Monday, January 18, 2010

BUSH: ONLY A PAWN IN THEIR GAME?

Kevin Drum:

The striking thing to me, though, is how fast the left has turned on [Obama]. Conservatives gave Bush five or six years before they really turned on him, and even then they revolted more against the Republican establishment than against Bush himself. But the left? It took about ten months.

Republicans didn't really turn on Bush until he started being box-office poison -- in fact, Republicans turned on Bush only because he became box-office poison, no matter what they tell you now. If the House and Senate had stayed in Republican hands, or if a Republican (yes, even the so-called RINO John McCain) had won the presidency in 2008, there'd be a full-throated campaign right now to declare Bush an unappreciated giant among presidents.

And, in fact, they started to turn on Bush after the 2006 midterms only so that they could say that their ideas hadn't failed at the polls. A man they had seen as the embodiment of conservatism when he was winning became a big-spending betrayer of the ideology when he ceased to be popular and started dragging the party down with him.

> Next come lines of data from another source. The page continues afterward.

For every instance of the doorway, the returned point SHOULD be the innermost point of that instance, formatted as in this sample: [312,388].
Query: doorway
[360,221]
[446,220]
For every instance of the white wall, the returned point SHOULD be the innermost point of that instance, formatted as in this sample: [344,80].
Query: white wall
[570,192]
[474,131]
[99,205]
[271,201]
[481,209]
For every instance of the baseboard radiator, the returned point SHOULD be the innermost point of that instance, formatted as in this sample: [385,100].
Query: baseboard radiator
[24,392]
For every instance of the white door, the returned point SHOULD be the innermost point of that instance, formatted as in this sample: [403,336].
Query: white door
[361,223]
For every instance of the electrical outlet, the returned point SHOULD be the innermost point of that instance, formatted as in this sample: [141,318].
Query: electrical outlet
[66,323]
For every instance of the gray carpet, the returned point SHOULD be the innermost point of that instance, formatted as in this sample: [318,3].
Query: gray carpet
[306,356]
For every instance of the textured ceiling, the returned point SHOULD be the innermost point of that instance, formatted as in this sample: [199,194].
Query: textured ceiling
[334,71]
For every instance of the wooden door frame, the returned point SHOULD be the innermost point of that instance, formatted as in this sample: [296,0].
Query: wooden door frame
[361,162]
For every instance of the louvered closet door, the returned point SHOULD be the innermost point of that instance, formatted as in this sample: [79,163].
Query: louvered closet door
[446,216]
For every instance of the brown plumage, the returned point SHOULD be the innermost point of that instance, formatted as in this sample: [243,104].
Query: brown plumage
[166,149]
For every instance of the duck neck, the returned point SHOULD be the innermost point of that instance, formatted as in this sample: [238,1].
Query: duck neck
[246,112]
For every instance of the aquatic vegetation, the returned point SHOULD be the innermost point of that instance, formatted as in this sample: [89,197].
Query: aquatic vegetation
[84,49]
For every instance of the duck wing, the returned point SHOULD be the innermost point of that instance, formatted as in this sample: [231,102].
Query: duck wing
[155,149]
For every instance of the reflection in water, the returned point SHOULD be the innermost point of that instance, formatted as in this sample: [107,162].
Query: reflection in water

So, yes, Paul Waldman is partly right when he says this:

If Obama had spent the last couple of years criticizing conservative economic policies and saying they failed because of their inherent conservative nature, it would be much harder for Republicans to continue arguing that some tax breaks for the wealthy are all we need to turn around the economy.

But I'm not sure this cause-and-effect relationship is as simple as Waldman believes:

Because Obama didn't do that, Republicans are now forced to spend virtually no time defending the fact that the years 2001-2008 provided a near-perfect test of their economic ideas, and those ideas failed miserably.

It's not just because Obama failed to use ideological rhetoric, though if he had done so, things would be very different now. It's also because Republicans successfully advanced they preposterous argument that they somehow aren't the party responsible for the mess, because they now criticize the very Republicans they used to champion, for spending tendencies that never used to bother them before. They've even devised a Good Housekeeping seal so you can tell the reformed, responsible Republicans from the bad old Bush-like ones: it's a teabag.

No one should believe this ridiculous PR campaign, but so much time and energy and money has gone into its rollout that people are falling for it. If knocking Bush off his former pedestal is what it took to save the GOP, they were willing to do it, to save their own asses. And it seems to be working.